For there on the tiny dresser was lightly tossed a rich fur robe that looked as if it had just slipped off somebody’s slender shoulders. It was an old-fashioned robe, Towsley saw that, and the bonnet which had fallen to the floor beside it was quite out of style, also.
“Regular old timer, ain’t it! And she’s an old timer, too, but—the tears! Shucks! He wished nobody would ever cry. He hated tears!” again thought Towsley. And then he stole his hand around the neck of the little old lady who was kneeling beside his cot, and remarked, generously:
“Oh! I say, Miss Lucy, please don’t. It’s all right. I didn’t behave very—very gentlemanly, I guess, but if you like I’m willing to try it over again. I’ll be your little boy if you want me, and if I have to be ‘Lionel,’ just make it Towsley, too, can’t you?”
“Oh! you darling! I didn’t know that it could be possible; that in so short a time a stranger child could creep so closely into my affection.
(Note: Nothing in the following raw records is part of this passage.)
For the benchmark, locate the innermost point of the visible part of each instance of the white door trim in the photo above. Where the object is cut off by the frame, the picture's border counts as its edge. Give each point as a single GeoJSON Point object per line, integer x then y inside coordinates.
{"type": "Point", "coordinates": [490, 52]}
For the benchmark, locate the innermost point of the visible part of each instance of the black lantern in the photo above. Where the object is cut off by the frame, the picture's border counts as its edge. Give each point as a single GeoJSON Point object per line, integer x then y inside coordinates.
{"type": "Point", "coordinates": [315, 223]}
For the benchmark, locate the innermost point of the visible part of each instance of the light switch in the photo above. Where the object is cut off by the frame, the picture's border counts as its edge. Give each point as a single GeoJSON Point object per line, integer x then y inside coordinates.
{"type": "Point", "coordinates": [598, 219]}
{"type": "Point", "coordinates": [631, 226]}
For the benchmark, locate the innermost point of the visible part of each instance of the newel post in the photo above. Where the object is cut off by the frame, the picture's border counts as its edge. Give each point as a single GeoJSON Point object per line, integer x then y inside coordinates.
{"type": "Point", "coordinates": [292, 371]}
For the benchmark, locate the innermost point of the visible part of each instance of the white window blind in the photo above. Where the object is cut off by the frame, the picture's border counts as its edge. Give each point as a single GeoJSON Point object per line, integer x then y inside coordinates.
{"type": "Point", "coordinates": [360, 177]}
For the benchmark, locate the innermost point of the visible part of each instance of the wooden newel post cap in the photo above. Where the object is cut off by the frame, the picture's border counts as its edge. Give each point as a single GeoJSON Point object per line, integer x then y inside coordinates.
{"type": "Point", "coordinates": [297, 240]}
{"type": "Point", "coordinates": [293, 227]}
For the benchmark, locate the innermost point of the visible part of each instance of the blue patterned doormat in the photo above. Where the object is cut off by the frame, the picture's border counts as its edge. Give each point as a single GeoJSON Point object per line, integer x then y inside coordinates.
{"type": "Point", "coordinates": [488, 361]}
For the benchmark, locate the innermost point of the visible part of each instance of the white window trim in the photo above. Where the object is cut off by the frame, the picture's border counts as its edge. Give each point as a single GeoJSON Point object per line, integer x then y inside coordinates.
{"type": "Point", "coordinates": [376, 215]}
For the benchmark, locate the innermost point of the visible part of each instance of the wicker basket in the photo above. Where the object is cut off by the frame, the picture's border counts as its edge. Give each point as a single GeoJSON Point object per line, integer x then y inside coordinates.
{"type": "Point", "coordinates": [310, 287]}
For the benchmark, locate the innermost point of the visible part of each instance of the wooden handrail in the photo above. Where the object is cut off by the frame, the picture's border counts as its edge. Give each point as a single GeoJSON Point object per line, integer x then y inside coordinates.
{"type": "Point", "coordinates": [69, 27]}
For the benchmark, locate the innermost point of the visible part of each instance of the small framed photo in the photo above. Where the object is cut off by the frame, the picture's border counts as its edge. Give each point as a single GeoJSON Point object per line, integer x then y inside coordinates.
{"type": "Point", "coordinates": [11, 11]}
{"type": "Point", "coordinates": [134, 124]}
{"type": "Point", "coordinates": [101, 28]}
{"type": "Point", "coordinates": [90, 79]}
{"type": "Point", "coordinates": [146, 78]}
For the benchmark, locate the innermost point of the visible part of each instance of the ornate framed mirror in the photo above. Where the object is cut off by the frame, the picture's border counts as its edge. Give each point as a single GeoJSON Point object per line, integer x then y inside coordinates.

I’ve been hearing such a lot about you, from Molly, you know. Oh! my dear, I am so thankful that you did not perish. So thankful that my eyes have been opened to see how lonely and selfish a life I’ve led. Just to think, to think, that I have at last a dear little human boy to love and to love me! All day I’ve thought about you and seemed to feel that it was Lionel, our own Lionel, who had wandered out into the storm to suffer so; and—and——”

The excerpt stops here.